The London market opened on the back foot as Royal Bank of Scotland warned it would see further losses in 2015 after revealing another £2.5 billion in provisions and write-downs.
Taxpayer-backed RBS said it was putting by £1.5 billion to cover civil legal action on US residential mortgage-backed securities, as well as £500 million extra for payment protection insurance (PPI) mis-selling compensation.
The wider FTSE 100 Index was 20.4 points lower at 5890.6, as Brent Crude oil also fell by almost half a US dollar to just above 31 dollars a barrel.
Markets have seen dramatic swings in recent weeks, linked to oil price fluctuations and the implications for the health of world trade.

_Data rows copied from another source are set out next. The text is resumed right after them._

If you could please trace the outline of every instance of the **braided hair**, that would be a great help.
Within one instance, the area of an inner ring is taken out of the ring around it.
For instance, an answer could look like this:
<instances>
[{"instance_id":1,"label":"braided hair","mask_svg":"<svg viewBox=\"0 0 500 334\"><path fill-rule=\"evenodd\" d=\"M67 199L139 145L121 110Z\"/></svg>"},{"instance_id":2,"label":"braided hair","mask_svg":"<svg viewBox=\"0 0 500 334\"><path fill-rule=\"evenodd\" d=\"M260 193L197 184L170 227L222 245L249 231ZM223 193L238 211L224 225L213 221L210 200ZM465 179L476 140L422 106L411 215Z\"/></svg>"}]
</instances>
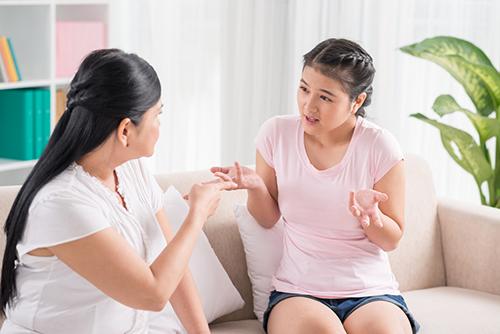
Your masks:
<instances>
[{"instance_id":1,"label":"braided hair","mask_svg":"<svg viewBox=\"0 0 500 334\"><path fill-rule=\"evenodd\" d=\"M361 46L347 39L327 39L304 55L306 66L339 81L351 101L366 93L365 101L356 111L356 116L365 117L365 107L371 103L375 67L372 57Z\"/></svg>"}]
</instances>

Among stocks, RBS was down more than 2%, or 6.4p, to 254.7p after the bank added it would also pump another £4.2 billion into its pension scheme.
Spanish-owned lender Santander UK revealed another £450 million hit from PPI, which left its profits 4% lower last year at £1.3 billion.
Lloyds Bank shares fell 1.1p to 63.6p and Barclays was 3.1p lower at 179.8p as investors feared a raft of further provisions in the upcoming annual results season.
Apple chip supplier ARM Holdings was also down more than 2%, or 24p, to 991p after the US technology firm forecast its first ever decline in iPhone sales later this year.
California-based Apple reported the largest single quarter profit in corporate history of 18.4 billion US dollars (£12.8 billion), having sold 74.8 million iPhones in the three-month period.
But iPhone sales grew just 0.4%, the slowest rate in the history of the Apple smartphone, and a huge drop compared to the 46% growth in the same quarter last year.